If you are not interested in having them next year, eg you have them in a pot and just buy new bulbs, then no need to leave the leaves.

If you wnat to replant the pot, you can stick the daffs in a corner of the veg patch, heeled in, to let them finish growing, but this isn't ideal

Folding the leaves and tying with an elastic band is not great as it restricts the ability of the leaves to get sunlight and photosynthesis

ErrolTheDragon · 06/05/2021 14:32

Tulips are a different kettle of fish. This isn’t their native climate and they don’t do well, they usually flower once before the weather kills them. If they do manage to flower a second time the flower is tiny. There are only a very few species tulips that will reliably come back every year in the UK.

I've got some tulips ('ordinary' tall ones) which have come back well for a couple of years so far. I have fed them and left the leaves to do their thing, and also watered in the dry springs. They're actually just large potfuls bought near to flowering from the local nursery, one of which I planted but the other two just got plonked on the bed and I didn't get round to trying to dig holes deep enough (lots of roots and stones). Maybe being raised gives them very good drainage which helps?
The pink ones, which were bigger, have gone over but I wouldn't call these 'tiny'.Grin

Anybody knowledgeable about daffodils?
I0NA · 06/05/2021 14:40

No its not a myth about leaving the foliage to die back. Heres the advice from the RHS, who are a pretty reputable organisation.

www.rhs.org.uk/advice/profile?PID=91

MereDintofPandiculation · 07/05/2021 11:23

I too have tulips which have survived years, flowering every year with no diminution in flower size - in my case, tall red ones given to me by MIL who died 20 years ago.
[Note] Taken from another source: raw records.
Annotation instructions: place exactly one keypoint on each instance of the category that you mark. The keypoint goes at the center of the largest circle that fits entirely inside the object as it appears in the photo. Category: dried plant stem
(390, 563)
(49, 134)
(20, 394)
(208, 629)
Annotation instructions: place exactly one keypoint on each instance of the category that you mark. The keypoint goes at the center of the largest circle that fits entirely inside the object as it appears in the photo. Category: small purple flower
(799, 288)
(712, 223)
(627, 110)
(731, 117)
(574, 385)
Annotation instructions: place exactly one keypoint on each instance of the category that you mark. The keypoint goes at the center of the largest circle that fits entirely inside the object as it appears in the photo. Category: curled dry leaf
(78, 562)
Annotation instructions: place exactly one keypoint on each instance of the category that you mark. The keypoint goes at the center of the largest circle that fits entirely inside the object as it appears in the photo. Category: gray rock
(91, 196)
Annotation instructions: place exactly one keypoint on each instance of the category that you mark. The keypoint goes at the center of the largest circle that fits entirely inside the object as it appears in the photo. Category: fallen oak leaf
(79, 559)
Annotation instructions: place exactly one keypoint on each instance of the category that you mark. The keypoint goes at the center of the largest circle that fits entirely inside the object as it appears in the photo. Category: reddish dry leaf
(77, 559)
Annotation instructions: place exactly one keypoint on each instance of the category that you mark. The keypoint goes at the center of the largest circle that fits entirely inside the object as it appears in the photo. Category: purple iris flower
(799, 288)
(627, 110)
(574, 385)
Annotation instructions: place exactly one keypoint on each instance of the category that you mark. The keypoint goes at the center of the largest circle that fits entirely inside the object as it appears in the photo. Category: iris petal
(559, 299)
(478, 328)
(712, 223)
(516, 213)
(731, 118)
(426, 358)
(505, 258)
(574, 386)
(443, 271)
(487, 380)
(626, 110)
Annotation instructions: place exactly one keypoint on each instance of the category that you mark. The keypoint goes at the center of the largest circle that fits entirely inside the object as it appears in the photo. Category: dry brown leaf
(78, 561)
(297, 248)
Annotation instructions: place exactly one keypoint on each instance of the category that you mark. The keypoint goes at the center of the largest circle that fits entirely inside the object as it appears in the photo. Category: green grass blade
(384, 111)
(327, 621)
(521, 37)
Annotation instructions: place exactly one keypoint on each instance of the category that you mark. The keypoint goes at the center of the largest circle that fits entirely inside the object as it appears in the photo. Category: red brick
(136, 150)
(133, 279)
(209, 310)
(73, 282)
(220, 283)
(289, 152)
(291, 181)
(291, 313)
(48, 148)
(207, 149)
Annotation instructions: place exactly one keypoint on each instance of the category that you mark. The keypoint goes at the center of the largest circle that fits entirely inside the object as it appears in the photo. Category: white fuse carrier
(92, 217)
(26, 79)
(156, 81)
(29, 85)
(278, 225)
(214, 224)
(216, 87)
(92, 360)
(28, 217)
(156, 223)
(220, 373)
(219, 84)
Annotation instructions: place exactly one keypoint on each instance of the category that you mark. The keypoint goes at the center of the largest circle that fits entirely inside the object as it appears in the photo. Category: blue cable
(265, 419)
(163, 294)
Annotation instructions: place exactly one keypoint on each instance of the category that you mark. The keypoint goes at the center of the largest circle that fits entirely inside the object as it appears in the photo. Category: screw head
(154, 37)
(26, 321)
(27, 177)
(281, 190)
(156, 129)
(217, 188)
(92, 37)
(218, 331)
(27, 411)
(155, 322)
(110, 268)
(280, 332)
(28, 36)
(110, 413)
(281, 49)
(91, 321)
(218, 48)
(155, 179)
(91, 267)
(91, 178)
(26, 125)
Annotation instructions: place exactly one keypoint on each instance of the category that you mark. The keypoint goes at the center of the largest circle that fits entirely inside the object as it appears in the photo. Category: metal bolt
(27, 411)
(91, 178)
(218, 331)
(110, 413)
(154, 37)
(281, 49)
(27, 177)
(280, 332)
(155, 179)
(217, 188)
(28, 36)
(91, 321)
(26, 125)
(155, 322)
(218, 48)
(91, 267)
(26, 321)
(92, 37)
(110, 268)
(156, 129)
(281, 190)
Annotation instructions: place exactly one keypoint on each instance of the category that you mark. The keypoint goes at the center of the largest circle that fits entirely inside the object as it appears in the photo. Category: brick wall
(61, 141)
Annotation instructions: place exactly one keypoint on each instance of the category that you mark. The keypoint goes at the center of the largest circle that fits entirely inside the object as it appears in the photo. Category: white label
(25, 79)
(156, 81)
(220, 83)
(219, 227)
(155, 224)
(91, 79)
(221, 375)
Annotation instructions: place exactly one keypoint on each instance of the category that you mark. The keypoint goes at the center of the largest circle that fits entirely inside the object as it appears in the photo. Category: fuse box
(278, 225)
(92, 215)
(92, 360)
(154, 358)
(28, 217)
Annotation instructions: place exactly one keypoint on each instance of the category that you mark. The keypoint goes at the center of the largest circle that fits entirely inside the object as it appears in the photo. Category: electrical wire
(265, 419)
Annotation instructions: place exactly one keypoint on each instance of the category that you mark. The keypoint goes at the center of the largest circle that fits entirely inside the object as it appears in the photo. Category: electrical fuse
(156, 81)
They're slowly decreasing - I now have 3 from the original 6. Clay soil, so good drainage is not the reason! The last three yeas I have a tall pinkish one flowering in the hedge - no idea where that came from!

senua · 07/05/2021 14:02

No its not a myth about leaving the foliage to die back. Here's the advice from the RHS, who are a pretty reputable organisation.
I'm not saying it's a myth. I'm asking if it is a relevant rule for your average gardener or a council of perfection for daffodil geeks. For example my gardening book says that you should always brush the lawn with a besom before mowing - I don't know about you but I don't often follow that rule, despite the guidance.

OP posts:
MereDintofPandiculation · 08/05/2021 12:53

I would say that the logic behind it is strong enough for it to be worth following. Whereas the rule about deadheading in my experience can be ignored because the amount of energy diverted into seed production is small compared with the amount of "lost" energy from chopping the leaves off after flowering.

I had a lightbulb moment - someone asked "why do you leave two half-leaves on a cutting, why not just take a whole leaf off?" and someone replied "I work in a nursery - when you're doing trays of cuttings, it's quicker just to cut the top two leaves in half", and I realised that a lot of traditional garden knowledge has come from the perspective of large gardens and from gardens where maximising yield is important and there's an abundance of labour. In my context, labour is far from abundant, and I don't need maximum yield - 80% will be more than enough. So I experiment to see how far I can push the boundaries.

But I haven't experimented with removing daffodil leaves. partly because they're quicker to remove when rotting.

ErrolTheDragon · 08/05/2021 13:33

I do deadhead daffs because they look rather messy and sad IMO, whereas eg grape hyacinth or iris seedheads can look quite attractive. Or very attractive in the case of ornamental onions.